Alors madame de la Tournelle se leva pour s’approcher de la table de jeu ; M. de Richelieu la fit asseoir sur une chaise qui se trouvait entre lui et le roi.

— J’étais bien sûr de vous faire obéir au nom d’une bonne action, dit le duc. Puis, se tournant vers ceux qui tenaient la banque : Messieurs les banquiers, continua-t-il, traitez-nous charitablement, car nous jouons ce soir pour une pauvre mère infirme et ses quatre enfants. Vous devenez en ce moment la providence de toute cette malheureuse famille.

— Vouloir attendrir des banquiers de biribi ! dit le duc de Grammont, voilà une prétention singulière.

— Et que n’obtiendrait point madame ? dit le roi d’une voix si basse, qu’à peine madame de la Tournelle l’entendit.

— Si j’allais vous porter malheur, dit-elle en n’ayant l’air de ne parler qu’à M. de Richelieu, j’en serais inconsolable.

— Tranquillisez-vous, madame, reprit le roi, votre protégée ne jouera que sur les bons numéros.

En effet, à chaque coup gagnant, le râteau d’ivoire que tenait le roi amenait l’or devant madame de la Tournelle. L’infirme était censée ne pas jouer les coups perdants. La marquise voyait s’augmenter de moment en moment la fortune de la pauvre famille ; son cœur battait de reconnaissance en pensant à la joie qu’elle allait répandre dans cette maison de deuil et de misère ; c’était de quoi assurer l’existence entière de la mère et de ses quatre enfants. Et le changement subit, ce bonheur qu’elle allait donner, c’est au roi qu’elle le devrait ! G puissance divine ! rendre la vie aux mourants par le secours de celui qu’on aime, l’associer à tout le bien qu’on rêve, disposer de sa protection pour soulager la misère, consoler le malheur, n’est-ce pas imiter la Providence sur terre, et le Ciel pourrait-il voir un crime dans la source de tant de bienfaits !
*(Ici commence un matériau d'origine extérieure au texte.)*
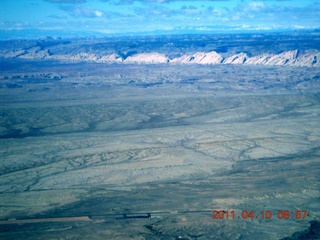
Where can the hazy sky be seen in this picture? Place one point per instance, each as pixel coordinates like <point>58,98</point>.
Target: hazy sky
<point>138,16</point>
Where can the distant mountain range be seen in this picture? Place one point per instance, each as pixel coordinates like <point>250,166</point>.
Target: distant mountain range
<point>171,50</point>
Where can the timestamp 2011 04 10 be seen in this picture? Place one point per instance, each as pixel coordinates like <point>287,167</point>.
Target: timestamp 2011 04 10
<point>263,214</point>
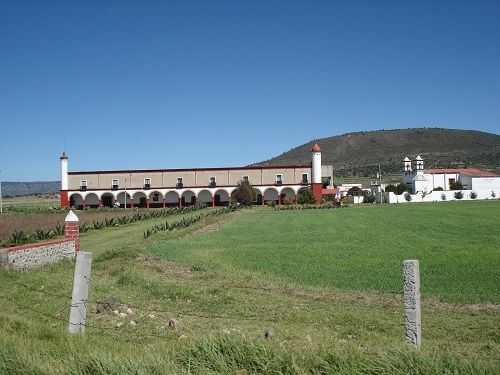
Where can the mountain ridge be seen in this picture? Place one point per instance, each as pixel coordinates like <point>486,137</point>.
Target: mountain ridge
<point>360,153</point>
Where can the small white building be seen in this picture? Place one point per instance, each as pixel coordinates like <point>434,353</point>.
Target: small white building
<point>429,185</point>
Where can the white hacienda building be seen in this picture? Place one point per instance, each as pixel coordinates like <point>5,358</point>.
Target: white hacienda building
<point>429,185</point>
<point>181,187</point>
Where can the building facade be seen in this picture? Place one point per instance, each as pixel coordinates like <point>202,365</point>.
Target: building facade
<point>180,187</point>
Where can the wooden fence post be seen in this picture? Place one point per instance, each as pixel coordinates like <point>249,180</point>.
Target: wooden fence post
<point>4,259</point>
<point>79,299</point>
<point>411,297</point>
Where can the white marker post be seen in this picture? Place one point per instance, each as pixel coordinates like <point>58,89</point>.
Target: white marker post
<point>411,296</point>
<point>79,300</point>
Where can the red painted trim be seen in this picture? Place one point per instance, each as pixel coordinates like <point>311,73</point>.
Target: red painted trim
<point>318,192</point>
<point>192,169</point>
<point>64,199</point>
<point>36,244</point>
<point>173,188</point>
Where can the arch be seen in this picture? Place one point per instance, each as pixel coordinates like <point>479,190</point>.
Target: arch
<point>172,199</point>
<point>92,200</point>
<point>155,199</point>
<point>139,199</point>
<point>205,196</point>
<point>188,198</point>
<point>120,199</point>
<point>221,197</point>
<point>76,201</point>
<point>107,200</point>
<point>271,194</point>
<point>288,195</point>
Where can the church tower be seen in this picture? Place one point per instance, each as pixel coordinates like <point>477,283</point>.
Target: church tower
<point>64,180</point>
<point>316,173</point>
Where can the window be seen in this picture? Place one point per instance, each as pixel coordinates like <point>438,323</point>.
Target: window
<point>179,183</point>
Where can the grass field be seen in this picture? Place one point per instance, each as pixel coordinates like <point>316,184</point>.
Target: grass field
<point>327,282</point>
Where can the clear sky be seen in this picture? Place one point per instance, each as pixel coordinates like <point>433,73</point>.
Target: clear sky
<point>163,84</point>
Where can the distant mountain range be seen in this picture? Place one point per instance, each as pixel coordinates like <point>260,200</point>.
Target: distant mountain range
<point>16,189</point>
<point>359,154</point>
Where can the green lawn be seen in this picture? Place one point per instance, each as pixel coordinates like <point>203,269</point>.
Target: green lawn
<point>327,282</point>
<point>361,249</point>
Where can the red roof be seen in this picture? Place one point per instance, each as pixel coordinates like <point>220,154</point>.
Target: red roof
<point>316,148</point>
<point>330,191</point>
<point>473,172</point>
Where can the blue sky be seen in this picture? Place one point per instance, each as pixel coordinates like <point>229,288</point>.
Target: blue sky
<point>161,84</point>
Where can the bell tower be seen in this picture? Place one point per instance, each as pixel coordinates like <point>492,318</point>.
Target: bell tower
<point>316,173</point>
<point>64,181</point>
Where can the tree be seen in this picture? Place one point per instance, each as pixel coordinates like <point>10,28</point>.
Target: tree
<point>244,193</point>
<point>456,185</point>
<point>304,196</point>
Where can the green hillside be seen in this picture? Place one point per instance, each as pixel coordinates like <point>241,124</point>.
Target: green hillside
<point>358,154</point>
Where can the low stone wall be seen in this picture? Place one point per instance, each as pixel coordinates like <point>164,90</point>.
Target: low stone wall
<point>34,255</point>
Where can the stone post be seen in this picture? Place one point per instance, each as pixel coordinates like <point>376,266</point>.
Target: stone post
<point>79,298</point>
<point>411,295</point>
<point>4,259</point>
<point>72,229</point>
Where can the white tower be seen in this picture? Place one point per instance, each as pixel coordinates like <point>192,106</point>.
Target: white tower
<point>418,165</point>
<point>407,166</point>
<point>64,180</point>
<point>316,164</point>
<point>64,171</point>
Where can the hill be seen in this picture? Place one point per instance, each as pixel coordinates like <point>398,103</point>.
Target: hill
<point>17,189</point>
<point>359,154</point>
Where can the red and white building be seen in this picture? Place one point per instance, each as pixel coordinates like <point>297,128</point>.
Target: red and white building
<point>154,188</point>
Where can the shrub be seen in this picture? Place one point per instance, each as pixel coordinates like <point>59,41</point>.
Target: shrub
<point>401,188</point>
<point>457,185</point>
<point>304,196</point>
<point>244,193</point>
<point>391,188</point>
<point>369,198</point>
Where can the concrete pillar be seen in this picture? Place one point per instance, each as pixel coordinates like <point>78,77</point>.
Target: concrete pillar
<point>72,229</point>
<point>80,296</point>
<point>411,296</point>
<point>4,259</point>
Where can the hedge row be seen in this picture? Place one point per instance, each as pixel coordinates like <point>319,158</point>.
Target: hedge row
<point>188,221</point>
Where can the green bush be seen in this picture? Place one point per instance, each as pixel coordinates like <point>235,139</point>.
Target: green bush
<point>401,188</point>
<point>457,185</point>
<point>305,196</point>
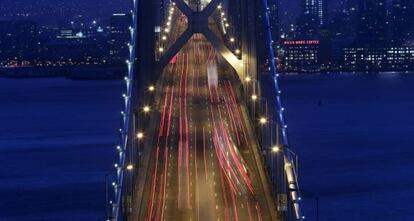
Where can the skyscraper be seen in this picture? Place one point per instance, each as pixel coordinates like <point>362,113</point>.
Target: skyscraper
<point>372,21</point>
<point>315,10</point>
<point>311,19</point>
<point>402,20</point>
<point>274,19</point>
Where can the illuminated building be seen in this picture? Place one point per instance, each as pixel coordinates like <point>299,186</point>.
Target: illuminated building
<point>300,56</point>
<point>378,59</point>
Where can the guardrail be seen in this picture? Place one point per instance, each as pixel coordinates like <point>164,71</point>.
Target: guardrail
<point>118,184</point>
<point>290,170</point>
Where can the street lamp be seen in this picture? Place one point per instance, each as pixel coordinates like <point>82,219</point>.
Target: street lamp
<point>275,149</point>
<point>140,135</point>
<point>254,97</point>
<point>130,167</point>
<point>263,120</point>
<point>146,109</point>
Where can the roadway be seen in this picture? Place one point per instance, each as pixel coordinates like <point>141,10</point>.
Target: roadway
<point>202,164</point>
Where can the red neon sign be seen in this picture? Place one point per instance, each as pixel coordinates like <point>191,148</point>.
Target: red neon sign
<point>302,42</point>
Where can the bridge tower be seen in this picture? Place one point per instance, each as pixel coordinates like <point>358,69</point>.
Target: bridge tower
<point>243,35</point>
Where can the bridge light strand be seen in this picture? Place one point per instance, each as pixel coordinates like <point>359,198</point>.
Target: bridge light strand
<point>254,97</point>
<point>275,149</point>
<point>140,135</point>
<point>146,109</point>
<point>263,120</point>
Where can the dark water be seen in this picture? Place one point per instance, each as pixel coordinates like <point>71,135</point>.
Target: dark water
<point>56,144</point>
<point>355,138</point>
<point>354,135</point>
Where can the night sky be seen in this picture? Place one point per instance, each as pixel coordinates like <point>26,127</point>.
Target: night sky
<point>52,11</point>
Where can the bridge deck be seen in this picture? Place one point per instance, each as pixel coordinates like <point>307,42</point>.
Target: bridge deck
<point>202,165</point>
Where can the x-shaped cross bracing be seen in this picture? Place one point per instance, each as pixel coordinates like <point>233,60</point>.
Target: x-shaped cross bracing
<point>198,23</point>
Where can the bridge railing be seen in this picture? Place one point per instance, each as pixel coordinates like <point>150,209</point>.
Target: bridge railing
<point>281,161</point>
<point>124,168</point>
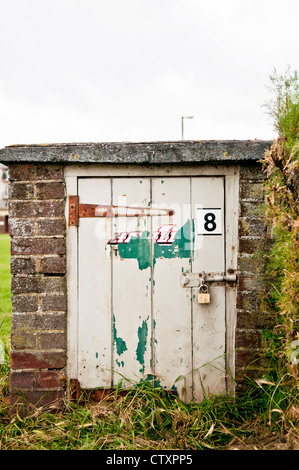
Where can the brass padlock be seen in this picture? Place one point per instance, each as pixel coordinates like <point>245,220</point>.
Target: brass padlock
<point>204,294</point>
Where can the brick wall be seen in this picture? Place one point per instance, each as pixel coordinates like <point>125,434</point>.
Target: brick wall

Ainsi madame de la Tournelle perdait toute idée de résister au charme qui l’entraînait ; son esprit, fasciné par le plus grand des prestiges, L’amour, transformait en vertu sa faiblesse : c’était, pensait-elle, offenser Dieu que de se refuser au bien qu’il donnait occasion de faire. Un calcul d’égoïsme pouvait seul inspirer le courage de conserver son repos, sa vertu même, plutôt que de les immoler au bonheur, à la gloire de son pays. C’est dans le délire de ces charmants sophismes qu’elle entendit madame de Flavacourt lui dire que la reine se retirait.

C’était le signal de son départ, c’était le réveil d’une imagination perdue dans les plus doux songes ; c’était le rappel au devoir, à la reconnaissance ; c’était la réalité dans tout ce qu’elle a de sévère. Ce nom de la reine, prononcé dans cet instant d’illusions brillantes, eut l’effet de ces mots magiques qui font écrouler les palais de fées. Madame de la Tournelle pâlit et se leva pour suivre sa sœur.

— Vous partez déjà, madame ? lui dit le roi en se retournant brusquement de son côté.

— Oui, sire, répondit-elle d’une voix tremblante, j’accompagne la reine.

Elle n’aurait pas dit d’un ton plus sinistre, ni avec des traits plus altérés : Je marche à la mort. Le roi fut tellement frappé de cette altération subite, qu’il en conçut les plus tristes présages. La même franchise d’impression qui lui avait laissé voir l’amour qu’il inspirait venait de lui démontrer la difficulté de vaincre les scrupules d’une âme pure et reconnaissante, que le nom seul de sa bienfaitrice avait la puissance de ramener au devoir. Il devint triste, rêveur, car le plaisir d’être aimé n’est pas assez pour le cœur d’un roi : il veut régner.